L'autre gros souci du film, c'est de savoir qui en est réellement le réalisateur. Len Wiseman est crédité comme tel mais celui qui a été révélé par la saga Underworld (avec Kate Beckinsale, sa compagne alors) est ici méconnaissable. Chad Stahelski, le metteur en scène des John Wick, ici producteur exécutif, semble avoir fait plus que vérifier que le budget soit respecté.

C'est d'autant plus flagrant que Ballerina est découpé en deux actes : le premier montre l'enfance traumatique puis l'enrôlement au sein de la Ruska Roma d'Eve Maccaro, dont le père, lui-même tueur, a été éliminé par le Chancelier, son boss qu'il tentait de fuir pour sauver sa fille. Jusqu'à ce que Eve, devenue une jeune femme, croise la route d'un des assassins du Chancelier et n'entreprenne de se venger.

Puis le deuxième acte montre cette vengeance. On est alors dans le schéma typique de la saga John Wick, même si ici la motivation de l'héroïne va plus loin que d'éliminer tous ceux qui ont pu tuer un chien. La quête d'Eve Maccaro est encore plus personnelle et engage dans son sillage la Ruska Roma qui, pour éviter une guerre des gangs, se retourne contre son élève.

Len Wiseman est aux commandes, assez clairement, de la première partie : il la filme d'une manière paresseuse, sans aucune inspiration, aucun souffle. C'est là où le film aurait mérité le plus de coupes (car il dure quand même 120'). On ne voit jamais à quoi ça sert la danse (sinon pour appuyer le fait qu'il faut souffrir pour être performante ?).

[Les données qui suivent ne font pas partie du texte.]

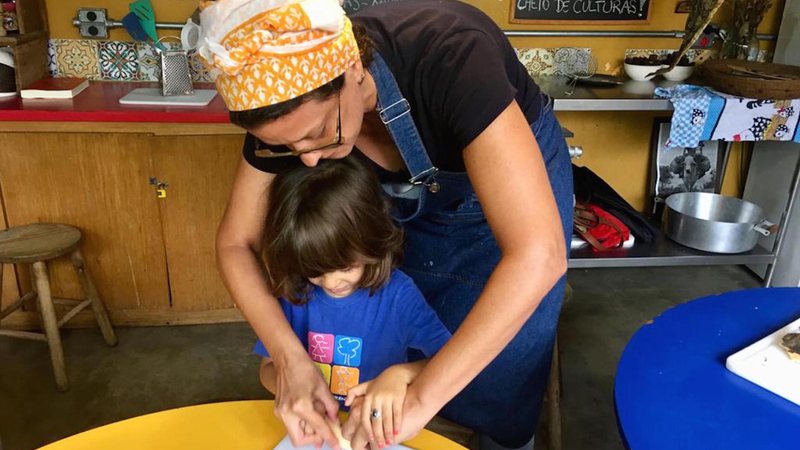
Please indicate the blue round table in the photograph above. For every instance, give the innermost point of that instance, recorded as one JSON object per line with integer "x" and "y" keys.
{"x": 672, "y": 390}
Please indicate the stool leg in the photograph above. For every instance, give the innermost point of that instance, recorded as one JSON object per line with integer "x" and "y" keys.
{"x": 48, "y": 313}
{"x": 100, "y": 313}
{"x": 554, "y": 401}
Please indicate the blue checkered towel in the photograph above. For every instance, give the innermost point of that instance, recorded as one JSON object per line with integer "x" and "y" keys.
{"x": 704, "y": 115}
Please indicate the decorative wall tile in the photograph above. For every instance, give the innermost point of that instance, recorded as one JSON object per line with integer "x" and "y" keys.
{"x": 538, "y": 61}
{"x": 571, "y": 60}
{"x": 76, "y": 58}
{"x": 117, "y": 60}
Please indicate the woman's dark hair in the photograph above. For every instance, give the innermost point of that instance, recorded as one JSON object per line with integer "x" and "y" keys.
{"x": 326, "y": 218}
{"x": 252, "y": 118}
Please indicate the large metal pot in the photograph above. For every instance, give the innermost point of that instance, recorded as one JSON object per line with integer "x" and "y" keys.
{"x": 715, "y": 223}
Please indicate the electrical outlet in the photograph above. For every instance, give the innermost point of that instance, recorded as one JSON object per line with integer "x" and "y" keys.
{"x": 92, "y": 15}
{"x": 93, "y": 30}
{"x": 92, "y": 23}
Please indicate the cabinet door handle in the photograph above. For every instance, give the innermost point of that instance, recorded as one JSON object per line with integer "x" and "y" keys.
{"x": 161, "y": 187}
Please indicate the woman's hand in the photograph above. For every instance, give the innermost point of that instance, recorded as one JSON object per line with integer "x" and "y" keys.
{"x": 415, "y": 417}
{"x": 381, "y": 406}
{"x": 302, "y": 402}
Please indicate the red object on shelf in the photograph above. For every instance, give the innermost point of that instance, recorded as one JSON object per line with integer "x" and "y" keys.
{"x": 100, "y": 103}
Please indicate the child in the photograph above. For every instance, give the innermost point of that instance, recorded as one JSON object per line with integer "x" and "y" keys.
{"x": 331, "y": 251}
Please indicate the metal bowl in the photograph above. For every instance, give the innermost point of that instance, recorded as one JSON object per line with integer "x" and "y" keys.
{"x": 715, "y": 223}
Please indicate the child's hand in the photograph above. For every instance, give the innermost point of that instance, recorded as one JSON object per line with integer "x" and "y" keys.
{"x": 382, "y": 409}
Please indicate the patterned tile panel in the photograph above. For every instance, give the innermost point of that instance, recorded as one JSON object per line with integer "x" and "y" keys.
{"x": 76, "y": 58}
{"x": 571, "y": 60}
{"x": 555, "y": 61}
{"x": 117, "y": 61}
{"x": 538, "y": 61}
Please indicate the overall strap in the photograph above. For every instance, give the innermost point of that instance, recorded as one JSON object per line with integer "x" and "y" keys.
{"x": 395, "y": 113}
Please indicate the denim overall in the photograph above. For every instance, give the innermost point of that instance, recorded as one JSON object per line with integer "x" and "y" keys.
{"x": 451, "y": 252}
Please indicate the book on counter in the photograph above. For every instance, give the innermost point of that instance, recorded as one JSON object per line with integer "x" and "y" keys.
{"x": 55, "y": 88}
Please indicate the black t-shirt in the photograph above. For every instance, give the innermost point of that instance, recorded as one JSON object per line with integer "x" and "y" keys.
{"x": 455, "y": 67}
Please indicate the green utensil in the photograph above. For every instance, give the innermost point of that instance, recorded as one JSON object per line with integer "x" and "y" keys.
{"x": 144, "y": 12}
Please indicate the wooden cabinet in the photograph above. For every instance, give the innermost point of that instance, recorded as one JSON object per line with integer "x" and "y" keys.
{"x": 152, "y": 258}
{"x": 29, "y": 47}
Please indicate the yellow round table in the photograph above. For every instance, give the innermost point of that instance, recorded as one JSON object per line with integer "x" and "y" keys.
{"x": 239, "y": 425}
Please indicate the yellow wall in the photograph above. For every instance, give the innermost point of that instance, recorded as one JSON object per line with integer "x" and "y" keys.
{"x": 616, "y": 145}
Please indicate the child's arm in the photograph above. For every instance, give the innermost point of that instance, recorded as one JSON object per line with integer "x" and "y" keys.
{"x": 268, "y": 375}
{"x": 385, "y": 394}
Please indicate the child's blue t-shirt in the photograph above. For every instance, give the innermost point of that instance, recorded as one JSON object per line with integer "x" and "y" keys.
{"x": 353, "y": 339}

Ballerina, ça fait peut-être un bon titre, mais quand c'est pris ainsi au pied de la lettre, c'est surtout ridicule. Black Widow dans Avengers est aussi une ancienne ballerine/tueuse à gages. Mais Avengers ne s'embarrasse pas de montrer Scarlett Johansson en train de faire des pointes (ce qui serait risible car elle n'a pas vraiment la physionomie d'une danseuse étoile).

S'il fallait justifier ce titre, ça aurait été bien mieux parce que c'était le nom de code de tueuse d'Eve Maccaro. La Ruska Roma ne forme pas des petits rats de l'opéra, mais des tueuses/gardes du corps, des Kikimora inspirées du folklore slave pour désigner des esprits qui punissent et/ou protègent. Mais Wiseman semble s'en contrefoutre.

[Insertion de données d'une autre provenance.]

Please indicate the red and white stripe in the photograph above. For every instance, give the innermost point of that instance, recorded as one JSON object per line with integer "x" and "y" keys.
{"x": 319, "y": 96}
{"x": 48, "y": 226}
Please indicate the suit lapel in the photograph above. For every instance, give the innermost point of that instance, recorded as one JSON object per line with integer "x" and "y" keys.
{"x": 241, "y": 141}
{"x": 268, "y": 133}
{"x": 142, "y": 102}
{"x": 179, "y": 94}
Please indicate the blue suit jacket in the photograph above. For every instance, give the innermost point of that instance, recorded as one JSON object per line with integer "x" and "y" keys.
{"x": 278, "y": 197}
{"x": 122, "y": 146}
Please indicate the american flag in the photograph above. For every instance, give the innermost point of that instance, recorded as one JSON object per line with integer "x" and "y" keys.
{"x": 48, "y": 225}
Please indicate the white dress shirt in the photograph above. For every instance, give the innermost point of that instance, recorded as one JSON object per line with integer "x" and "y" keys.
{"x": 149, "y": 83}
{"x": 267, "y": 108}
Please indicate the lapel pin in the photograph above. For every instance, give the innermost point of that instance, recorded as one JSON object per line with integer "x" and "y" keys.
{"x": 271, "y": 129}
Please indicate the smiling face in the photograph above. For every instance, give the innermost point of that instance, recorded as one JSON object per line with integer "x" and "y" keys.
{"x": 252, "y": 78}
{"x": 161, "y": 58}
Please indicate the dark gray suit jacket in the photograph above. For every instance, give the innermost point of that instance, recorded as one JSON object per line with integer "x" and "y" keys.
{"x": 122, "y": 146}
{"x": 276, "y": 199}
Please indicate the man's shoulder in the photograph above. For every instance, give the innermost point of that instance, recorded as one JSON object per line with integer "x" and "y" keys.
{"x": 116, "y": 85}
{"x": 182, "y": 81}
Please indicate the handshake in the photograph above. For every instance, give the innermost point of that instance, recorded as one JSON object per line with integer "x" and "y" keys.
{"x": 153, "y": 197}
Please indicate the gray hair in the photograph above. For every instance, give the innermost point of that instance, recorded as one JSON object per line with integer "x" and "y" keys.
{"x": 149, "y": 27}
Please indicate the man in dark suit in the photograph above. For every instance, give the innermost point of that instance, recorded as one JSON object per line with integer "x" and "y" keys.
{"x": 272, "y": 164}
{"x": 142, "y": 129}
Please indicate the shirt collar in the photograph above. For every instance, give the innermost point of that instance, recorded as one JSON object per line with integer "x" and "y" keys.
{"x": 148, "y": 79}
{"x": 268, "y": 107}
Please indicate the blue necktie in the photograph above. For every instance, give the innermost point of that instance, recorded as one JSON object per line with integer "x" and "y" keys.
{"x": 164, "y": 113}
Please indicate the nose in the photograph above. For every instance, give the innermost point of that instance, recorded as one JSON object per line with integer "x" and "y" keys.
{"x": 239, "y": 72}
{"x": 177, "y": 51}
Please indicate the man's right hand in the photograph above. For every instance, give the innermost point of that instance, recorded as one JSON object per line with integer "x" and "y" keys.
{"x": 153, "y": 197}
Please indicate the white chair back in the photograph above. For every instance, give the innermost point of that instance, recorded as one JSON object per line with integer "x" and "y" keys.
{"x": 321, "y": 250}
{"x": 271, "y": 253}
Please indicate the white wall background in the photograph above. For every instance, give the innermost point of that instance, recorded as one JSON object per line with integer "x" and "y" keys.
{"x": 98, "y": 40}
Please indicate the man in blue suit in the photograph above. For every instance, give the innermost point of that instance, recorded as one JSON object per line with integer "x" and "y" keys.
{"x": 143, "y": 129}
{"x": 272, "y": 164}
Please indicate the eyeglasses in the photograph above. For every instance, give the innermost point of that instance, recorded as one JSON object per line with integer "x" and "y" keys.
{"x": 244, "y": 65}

Le comble est atteint quand on passe de la première mission, filmée in extenso, d'Eve à la deuxième (dont on ne voit que le résultat). Or, la première fois d'Eve se veut visiblement un hommage à la scène de Spectre (le dernier James Bond) avec le personnage de l'espionne Paloma, mais sans être ni drôle ni jubilatoire. C'est même tout le contraire : c'est poussif, mal fichu.

Le film décolle vraiment quand Eve part en guerre toute seule, contre les ordres de la Directrice. Même si le personnage de Daniel Pine est honteusement sous-écrit et écarté, on a alors droit à un film bien mieux monté, tourné, joué. Tout simplement parce qu'il nous donne ce qu'on attend d'un spin-off de John Wick : de l'action, une intrigue simple et directe, et même de l'humour (comme quand Eve tabasse une rivale avec une télécommande et que chaque coup change la chaîne sur la télé derrière elle).

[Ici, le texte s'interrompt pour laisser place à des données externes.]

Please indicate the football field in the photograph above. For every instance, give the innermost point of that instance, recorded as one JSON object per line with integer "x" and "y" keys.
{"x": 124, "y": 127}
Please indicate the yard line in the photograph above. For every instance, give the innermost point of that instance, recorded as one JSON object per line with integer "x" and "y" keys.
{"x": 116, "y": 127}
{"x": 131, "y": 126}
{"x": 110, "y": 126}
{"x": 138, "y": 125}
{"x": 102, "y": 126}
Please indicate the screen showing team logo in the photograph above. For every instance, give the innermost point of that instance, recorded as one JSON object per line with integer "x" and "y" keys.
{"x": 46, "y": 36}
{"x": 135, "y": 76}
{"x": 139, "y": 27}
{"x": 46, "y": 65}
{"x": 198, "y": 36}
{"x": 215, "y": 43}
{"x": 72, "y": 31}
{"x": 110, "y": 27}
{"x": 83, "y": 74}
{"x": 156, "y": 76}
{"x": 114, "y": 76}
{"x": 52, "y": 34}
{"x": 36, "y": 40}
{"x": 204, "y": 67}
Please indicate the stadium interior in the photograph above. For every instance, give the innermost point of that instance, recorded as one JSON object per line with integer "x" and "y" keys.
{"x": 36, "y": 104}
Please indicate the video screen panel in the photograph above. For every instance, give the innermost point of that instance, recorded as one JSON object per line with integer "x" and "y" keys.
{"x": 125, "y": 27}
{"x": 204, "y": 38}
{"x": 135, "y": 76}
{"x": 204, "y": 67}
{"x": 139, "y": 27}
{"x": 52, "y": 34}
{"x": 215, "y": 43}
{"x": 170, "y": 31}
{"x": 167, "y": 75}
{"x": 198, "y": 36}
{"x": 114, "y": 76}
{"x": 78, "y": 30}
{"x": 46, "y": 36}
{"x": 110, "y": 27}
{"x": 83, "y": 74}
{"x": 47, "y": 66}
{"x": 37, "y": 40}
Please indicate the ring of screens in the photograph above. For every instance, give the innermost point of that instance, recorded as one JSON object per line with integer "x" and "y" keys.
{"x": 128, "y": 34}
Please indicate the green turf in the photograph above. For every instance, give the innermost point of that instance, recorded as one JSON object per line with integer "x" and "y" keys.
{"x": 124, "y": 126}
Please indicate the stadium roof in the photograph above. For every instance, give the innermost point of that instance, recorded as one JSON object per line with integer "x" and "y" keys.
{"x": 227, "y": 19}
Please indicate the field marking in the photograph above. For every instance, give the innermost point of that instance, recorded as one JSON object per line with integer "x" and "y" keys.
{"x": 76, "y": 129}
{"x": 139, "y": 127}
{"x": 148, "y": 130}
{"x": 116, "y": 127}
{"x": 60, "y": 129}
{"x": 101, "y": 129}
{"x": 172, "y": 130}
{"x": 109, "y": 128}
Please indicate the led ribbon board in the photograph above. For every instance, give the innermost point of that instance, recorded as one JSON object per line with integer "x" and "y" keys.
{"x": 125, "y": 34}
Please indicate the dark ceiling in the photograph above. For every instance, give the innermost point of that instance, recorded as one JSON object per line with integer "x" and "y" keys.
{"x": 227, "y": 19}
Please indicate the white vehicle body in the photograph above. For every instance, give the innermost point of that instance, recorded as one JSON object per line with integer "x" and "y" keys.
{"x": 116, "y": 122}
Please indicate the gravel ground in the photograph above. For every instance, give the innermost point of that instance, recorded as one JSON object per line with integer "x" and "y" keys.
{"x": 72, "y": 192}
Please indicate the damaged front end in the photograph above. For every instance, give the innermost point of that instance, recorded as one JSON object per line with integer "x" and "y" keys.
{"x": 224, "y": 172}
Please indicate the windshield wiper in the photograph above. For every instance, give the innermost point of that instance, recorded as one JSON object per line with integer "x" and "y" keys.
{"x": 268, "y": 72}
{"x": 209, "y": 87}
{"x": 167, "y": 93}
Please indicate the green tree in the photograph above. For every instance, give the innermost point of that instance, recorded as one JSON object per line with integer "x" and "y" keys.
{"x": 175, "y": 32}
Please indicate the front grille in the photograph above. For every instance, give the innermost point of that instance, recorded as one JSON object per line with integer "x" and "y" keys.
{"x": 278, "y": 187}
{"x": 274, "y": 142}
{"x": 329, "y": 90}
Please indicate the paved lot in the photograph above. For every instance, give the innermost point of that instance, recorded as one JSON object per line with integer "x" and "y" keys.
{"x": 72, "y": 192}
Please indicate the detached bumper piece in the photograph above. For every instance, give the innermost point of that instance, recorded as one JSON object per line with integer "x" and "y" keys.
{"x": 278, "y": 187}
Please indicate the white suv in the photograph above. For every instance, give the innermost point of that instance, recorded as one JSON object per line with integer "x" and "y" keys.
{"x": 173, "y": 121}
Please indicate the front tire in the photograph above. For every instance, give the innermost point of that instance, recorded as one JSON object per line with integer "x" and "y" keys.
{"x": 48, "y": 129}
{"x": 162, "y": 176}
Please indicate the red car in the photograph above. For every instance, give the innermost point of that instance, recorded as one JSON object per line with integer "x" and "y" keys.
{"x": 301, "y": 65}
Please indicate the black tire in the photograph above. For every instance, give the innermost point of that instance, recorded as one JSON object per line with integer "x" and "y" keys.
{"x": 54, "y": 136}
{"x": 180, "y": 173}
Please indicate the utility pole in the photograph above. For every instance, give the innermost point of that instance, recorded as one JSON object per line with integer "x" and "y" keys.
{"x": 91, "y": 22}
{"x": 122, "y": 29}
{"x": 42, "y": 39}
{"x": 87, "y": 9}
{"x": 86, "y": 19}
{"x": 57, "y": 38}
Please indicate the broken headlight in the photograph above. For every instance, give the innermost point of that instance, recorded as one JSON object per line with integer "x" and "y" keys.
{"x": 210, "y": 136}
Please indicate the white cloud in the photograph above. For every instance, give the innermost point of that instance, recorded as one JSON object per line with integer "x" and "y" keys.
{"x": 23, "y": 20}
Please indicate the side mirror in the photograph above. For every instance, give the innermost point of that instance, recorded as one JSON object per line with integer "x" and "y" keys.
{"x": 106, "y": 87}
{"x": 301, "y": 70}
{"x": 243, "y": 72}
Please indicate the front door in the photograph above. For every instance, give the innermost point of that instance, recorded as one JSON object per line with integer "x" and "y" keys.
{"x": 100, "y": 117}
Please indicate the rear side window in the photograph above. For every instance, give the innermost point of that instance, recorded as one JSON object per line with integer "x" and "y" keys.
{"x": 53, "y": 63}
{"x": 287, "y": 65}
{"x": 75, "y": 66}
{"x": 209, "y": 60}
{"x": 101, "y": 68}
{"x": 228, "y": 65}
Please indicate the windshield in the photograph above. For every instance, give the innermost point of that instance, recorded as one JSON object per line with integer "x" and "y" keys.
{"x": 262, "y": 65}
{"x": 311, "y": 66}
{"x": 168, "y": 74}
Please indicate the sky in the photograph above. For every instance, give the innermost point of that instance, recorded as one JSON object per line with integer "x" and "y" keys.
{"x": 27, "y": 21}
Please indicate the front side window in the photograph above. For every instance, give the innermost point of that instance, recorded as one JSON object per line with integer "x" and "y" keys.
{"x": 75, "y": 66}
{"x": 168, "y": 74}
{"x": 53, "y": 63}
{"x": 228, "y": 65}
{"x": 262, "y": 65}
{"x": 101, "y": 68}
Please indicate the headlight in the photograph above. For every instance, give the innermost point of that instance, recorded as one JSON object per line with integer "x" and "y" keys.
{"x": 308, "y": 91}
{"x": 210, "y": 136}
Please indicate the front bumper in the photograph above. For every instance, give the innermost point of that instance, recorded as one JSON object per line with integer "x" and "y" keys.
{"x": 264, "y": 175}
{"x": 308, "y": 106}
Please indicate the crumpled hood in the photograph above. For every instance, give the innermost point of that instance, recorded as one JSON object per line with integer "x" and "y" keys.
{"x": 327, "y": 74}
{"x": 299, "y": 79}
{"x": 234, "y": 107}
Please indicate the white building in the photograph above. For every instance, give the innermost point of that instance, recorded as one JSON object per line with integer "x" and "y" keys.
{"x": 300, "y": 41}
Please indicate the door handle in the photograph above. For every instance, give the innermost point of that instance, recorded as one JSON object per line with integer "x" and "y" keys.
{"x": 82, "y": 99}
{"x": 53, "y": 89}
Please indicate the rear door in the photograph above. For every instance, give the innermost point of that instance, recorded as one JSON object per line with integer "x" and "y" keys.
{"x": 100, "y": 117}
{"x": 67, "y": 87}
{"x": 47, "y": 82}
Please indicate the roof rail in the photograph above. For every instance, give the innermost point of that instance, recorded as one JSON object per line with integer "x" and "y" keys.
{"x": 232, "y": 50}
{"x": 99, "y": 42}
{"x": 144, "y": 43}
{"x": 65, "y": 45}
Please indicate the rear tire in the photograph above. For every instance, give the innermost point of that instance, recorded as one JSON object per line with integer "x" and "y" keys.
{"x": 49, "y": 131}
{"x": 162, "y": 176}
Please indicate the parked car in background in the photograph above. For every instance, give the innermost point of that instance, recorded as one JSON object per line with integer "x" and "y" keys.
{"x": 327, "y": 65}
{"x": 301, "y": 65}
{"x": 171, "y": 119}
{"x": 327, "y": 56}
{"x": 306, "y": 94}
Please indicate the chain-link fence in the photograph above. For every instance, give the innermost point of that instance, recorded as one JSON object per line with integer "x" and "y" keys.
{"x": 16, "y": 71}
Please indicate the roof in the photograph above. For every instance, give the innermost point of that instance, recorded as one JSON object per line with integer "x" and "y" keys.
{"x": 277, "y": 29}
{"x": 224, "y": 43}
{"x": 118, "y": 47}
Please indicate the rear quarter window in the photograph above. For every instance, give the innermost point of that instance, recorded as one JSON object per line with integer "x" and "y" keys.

A ce moment-là, il ne fait guère de doute que si Wiseman est encore derrière l'objectif, il suit les ordres de Stahelski, voir même il lui cède finalement la place. On sait que Ballerina a connu beaucoup de reshoots (des scènes retournées après la fin du premier shooting) et ça m'étonnerait que Lionsgate ait convoqué Wiseman pour les mettre en boîte.

On assiste alors à une succession de morceaux de bravoure, souvent loufoques, outranciers, mais c'est ce qu'on aime et qu'on vient chercher avec un tel film. Eve recroise la route de Wick (après une première fois très brève) et se révèle vraiment : contrairement au Baba Yaga, qui tue sans passion, elle est une force en marche, animée par une rage déraisonnable, exécutant souvent en improvisant.

Et le défilé d'armes dont elle se sert illustre parfaitement le plaisir coupable du film : après les pistolets automatiques et divers fusils classiques, elle va buter des mercenaires avec des ustensiles de cuisine, une paire de patins à glace, et surtout un lance-flammes qui, une fois sa réserve de gaz vide, sera remplacé par une lance à incendie pour contrer le lance-flammes de son adversaire !

C'est totalement wtf, mais c'est jouissif. Pour que cela fut parfait, il aurait juste fallu une note d'humour, mais au risque de parasiter le motif de la vengeance (moins absurde que celle de John Wick). Et puis Eve Maccaro n'est pas Paloma dans James Bond (voilà une occasion manquée extraordinaire de donner un spin-off à 007 tant ce personnage a marqué les esprits).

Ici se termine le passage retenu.